Yo había decidido inscribirme en la academia para recuperar mi autoestima femenina, para dejar brotar a la mujer que llevo dentro, en todo su esplendor. Entonces me di cuenta que tenía que bailar. ¿Aún gordita? Sí, aún gordita… Me compré una malla con escarcha para cubrir mi vientre y seguí entrenando.
Después de ese hafla comencé a amar mi cuerpo. Bailaba en las mañanas frente a mi espejo, veía mi abdomen y su celulitis y le hacía cariño pensando “es mi pancita, es la grasa que está ahí porque yo quería un bebé, y aún a esa grasita de mi cuerpo la amo”.
Pasó algo interesante, entre más me quise, más energía sentí; entre más me acepté más rápidamente mi cuerpo decidió limpiarse de la ajena carga hormonal.

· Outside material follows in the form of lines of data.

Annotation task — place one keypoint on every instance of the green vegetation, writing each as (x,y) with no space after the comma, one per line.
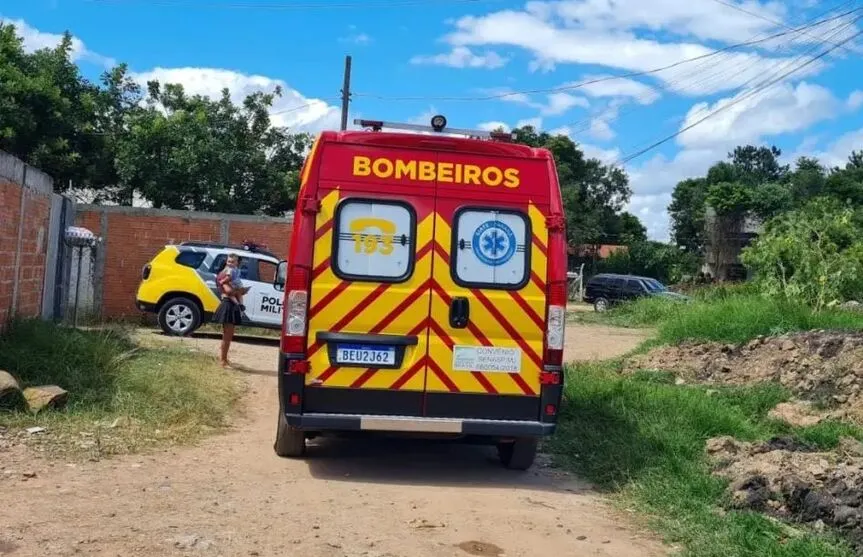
(644,438)
(722,317)
(122,396)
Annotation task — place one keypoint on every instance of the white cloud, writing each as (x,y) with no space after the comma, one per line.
(641,93)
(600,129)
(293,110)
(836,153)
(36,40)
(556,103)
(703,20)
(463,57)
(781,109)
(556,40)
(494,125)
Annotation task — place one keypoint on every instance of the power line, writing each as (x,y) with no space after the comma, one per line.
(607,78)
(364,4)
(738,100)
(583,123)
(771,20)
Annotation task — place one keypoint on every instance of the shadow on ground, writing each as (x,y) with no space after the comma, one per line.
(405,461)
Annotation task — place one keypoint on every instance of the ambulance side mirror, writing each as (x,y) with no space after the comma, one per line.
(281,276)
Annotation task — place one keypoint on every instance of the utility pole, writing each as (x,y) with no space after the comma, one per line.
(346,93)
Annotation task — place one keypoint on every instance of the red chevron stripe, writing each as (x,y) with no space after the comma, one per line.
(538,243)
(483,380)
(324,228)
(325,264)
(537,281)
(527,309)
(361,380)
(451,387)
(325,301)
(406,376)
(522,384)
(508,327)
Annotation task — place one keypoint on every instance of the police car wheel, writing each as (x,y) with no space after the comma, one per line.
(179,317)
(519,454)
(600,305)
(290,442)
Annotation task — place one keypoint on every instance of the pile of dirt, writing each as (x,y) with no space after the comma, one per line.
(823,367)
(794,482)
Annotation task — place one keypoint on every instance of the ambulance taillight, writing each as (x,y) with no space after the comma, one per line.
(556,294)
(296,309)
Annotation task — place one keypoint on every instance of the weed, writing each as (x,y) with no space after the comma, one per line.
(122,396)
(644,438)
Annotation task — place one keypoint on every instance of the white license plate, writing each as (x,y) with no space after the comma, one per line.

El 1° de junio estaba un poco más delgada, ya no tenía tanta celulitis, ya sentía frío; mi cuerpo parecía estar limpio de todo aquello que le di meses atrás. Siempre gruesita, pero ya me sentía mía; así que acepté bailar.

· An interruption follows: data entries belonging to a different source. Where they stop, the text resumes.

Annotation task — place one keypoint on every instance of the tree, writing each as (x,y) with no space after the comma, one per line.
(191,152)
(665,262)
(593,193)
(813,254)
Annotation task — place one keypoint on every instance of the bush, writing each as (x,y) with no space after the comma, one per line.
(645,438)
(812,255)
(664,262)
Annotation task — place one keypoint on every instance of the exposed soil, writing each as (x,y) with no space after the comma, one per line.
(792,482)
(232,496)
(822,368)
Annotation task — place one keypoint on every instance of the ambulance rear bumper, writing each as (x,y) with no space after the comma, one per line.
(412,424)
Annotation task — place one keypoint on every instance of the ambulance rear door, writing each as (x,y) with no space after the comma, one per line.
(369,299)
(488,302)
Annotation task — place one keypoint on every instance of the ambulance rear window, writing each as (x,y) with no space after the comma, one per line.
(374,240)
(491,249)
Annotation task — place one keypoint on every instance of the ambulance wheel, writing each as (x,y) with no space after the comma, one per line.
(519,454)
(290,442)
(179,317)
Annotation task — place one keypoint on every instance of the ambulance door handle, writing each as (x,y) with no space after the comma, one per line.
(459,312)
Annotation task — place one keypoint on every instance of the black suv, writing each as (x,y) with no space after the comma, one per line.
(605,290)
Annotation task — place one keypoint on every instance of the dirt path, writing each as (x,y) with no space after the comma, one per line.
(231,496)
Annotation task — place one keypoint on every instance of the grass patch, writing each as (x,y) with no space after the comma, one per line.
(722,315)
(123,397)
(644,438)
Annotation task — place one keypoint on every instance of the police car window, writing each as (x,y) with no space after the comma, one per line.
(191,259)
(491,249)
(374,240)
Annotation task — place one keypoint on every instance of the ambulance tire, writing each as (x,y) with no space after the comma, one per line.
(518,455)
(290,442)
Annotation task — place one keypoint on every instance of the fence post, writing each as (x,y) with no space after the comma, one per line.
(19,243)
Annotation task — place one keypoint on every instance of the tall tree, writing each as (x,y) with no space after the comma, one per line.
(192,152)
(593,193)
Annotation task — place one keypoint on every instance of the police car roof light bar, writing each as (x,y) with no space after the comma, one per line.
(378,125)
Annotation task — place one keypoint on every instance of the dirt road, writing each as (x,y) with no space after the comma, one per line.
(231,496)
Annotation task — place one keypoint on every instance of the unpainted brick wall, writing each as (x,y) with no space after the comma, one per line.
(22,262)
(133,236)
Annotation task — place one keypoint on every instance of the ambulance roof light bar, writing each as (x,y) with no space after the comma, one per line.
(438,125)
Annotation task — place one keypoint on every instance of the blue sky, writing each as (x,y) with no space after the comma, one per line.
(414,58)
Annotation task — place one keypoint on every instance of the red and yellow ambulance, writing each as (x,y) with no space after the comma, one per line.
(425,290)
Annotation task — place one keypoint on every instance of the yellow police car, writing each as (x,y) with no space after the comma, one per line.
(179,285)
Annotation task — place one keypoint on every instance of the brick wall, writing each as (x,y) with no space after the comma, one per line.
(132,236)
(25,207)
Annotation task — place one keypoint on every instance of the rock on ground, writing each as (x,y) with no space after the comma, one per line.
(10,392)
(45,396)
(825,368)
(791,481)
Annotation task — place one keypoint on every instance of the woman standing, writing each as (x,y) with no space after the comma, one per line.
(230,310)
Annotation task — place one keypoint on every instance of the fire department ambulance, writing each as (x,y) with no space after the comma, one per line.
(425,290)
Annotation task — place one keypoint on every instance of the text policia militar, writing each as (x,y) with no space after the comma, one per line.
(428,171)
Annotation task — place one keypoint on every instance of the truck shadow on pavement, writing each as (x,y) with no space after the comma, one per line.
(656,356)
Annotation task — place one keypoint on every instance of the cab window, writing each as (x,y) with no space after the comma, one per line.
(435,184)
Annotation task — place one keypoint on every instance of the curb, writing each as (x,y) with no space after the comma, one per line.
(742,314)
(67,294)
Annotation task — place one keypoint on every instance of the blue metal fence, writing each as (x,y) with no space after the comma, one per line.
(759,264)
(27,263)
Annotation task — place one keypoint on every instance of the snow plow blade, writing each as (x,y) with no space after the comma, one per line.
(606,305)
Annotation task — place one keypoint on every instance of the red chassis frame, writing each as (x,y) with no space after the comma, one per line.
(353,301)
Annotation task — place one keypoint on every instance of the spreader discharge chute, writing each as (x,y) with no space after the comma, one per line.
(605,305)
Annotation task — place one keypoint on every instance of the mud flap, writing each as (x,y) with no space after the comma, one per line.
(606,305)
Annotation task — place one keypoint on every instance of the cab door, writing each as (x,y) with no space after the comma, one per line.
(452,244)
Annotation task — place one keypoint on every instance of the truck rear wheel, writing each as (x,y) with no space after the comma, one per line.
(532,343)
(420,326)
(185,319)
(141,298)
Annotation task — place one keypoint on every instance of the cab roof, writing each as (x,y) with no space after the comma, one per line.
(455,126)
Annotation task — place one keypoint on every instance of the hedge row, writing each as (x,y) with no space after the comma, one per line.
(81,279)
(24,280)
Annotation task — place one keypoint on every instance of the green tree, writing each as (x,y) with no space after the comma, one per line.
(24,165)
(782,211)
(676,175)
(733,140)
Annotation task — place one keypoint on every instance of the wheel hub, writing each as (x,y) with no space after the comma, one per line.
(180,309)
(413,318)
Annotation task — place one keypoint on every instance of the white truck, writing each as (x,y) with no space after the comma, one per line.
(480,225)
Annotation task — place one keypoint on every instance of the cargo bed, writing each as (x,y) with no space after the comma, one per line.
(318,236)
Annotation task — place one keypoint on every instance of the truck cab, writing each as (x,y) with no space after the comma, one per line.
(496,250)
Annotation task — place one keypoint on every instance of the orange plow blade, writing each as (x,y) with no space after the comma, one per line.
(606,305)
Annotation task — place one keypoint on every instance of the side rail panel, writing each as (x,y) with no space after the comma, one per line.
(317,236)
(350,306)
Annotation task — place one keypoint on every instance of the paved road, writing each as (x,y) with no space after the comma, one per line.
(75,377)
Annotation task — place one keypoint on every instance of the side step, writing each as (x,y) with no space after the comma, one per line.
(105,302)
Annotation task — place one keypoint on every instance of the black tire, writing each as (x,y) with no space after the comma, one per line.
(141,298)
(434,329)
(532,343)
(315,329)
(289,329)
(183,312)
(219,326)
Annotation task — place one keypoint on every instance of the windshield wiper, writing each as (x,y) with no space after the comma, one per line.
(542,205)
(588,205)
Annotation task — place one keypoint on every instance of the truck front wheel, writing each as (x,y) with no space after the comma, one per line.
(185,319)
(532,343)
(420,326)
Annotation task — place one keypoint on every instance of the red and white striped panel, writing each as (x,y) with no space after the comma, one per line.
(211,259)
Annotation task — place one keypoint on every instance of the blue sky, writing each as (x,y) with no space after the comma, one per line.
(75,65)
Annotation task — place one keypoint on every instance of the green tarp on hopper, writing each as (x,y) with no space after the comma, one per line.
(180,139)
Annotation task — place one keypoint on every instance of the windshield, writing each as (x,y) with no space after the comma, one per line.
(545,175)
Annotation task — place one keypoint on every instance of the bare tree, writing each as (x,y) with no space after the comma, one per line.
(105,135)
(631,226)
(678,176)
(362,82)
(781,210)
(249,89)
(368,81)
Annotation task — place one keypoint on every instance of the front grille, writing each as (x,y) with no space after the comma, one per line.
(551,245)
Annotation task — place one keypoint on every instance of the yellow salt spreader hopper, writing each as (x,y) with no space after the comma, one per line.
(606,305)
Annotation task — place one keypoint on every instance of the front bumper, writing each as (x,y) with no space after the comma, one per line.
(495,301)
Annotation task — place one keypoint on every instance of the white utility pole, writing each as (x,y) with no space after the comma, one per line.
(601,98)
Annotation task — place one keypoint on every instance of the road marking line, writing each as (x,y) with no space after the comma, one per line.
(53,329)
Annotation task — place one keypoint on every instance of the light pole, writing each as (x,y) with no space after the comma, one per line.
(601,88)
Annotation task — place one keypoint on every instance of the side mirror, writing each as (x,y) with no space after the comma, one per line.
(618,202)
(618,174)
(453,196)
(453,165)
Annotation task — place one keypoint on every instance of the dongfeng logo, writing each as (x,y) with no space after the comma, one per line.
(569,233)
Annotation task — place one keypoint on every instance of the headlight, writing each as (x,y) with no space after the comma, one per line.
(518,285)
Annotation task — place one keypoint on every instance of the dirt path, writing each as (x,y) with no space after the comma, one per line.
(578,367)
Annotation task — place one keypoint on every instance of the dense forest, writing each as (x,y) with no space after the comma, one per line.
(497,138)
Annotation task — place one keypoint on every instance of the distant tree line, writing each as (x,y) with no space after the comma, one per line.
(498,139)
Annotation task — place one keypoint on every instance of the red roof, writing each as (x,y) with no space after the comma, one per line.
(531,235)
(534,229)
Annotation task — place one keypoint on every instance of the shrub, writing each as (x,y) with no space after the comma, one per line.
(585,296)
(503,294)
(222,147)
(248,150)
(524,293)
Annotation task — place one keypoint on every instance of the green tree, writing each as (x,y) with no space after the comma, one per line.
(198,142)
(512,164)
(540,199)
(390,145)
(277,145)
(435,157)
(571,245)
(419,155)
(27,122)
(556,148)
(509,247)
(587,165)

Yo me sabía bien la coreografía y sobre el baile pensé que era como comprar zapatos nuevos: hay que usarlos apenas se los compra una porque no se sabe si mañana vamos a estar en esta tierra. Yo decidí bailar si tenía la oportunidad y divertirme. ¿Cuánta gente se ha subido a un escenario a bailar? Yo me podría ir al cielo feliz y orgullosa diciendo que bailé por lo menos una vez. Sentiría que lo logré, le habría demostrado al mundo que disfruté.

Bien, por todo eso bailo hoy, porque mi vida es mía y tengo la fuerte convicción de que Dios me la dio para disfrutarla. Yo le pedí a Dios un hijo y él me dio el baile, yo le pedí a Dios ser madre y él me dejó ser bailarina, yo le pedí a Dios la felicidad femenina y ciertamente me la ha dado.
Bailo porque soy mujer, bailo porque en cada movimiento la vida misma expresa su amor. Bailo por todo el dolor que sentí, porque ya no me duele nada y si me duele con el baile se me olvida el dolor. Bailo porque mi cuerpo sano necesita expresar su vitalidad. Bailo porque si el tiempo es poco con más razón es necesario sacarle el jugo a la vida.
Bailo con mi pancita al aire y mi cabello suelto porque encuentro absurda la malicia y muy productivos la belleza y el amor. Bailo libre y con mis pies descalzos por todos los años en que usé uniformes con zapatos cerrados. Bailo con mis manos libres por todas las noches que pasé amarrada frente a un escritorio, una computadora y una demanda académica que resolver.
Yo bailo porque en la música encuentro que la dulzura de Dios y la ternura humana se besan. Yo bailo porque ha sido Dios mismo el que me ha enseñado a disfrutar, a reír y a amar. Bailo con los ángeles de Dios a mi lado, y ante la sonrisa de Aquel que su vida ha dado por mí.
Bailo por mi esposo, por mis padres y mis hermanos que me aman. Porque se ven felices cuando yo sonrío y yo soy feliz en su felicidad. Bailo porque soy mujer, bailo porque en cada movimiento la vida misma expresa su amor.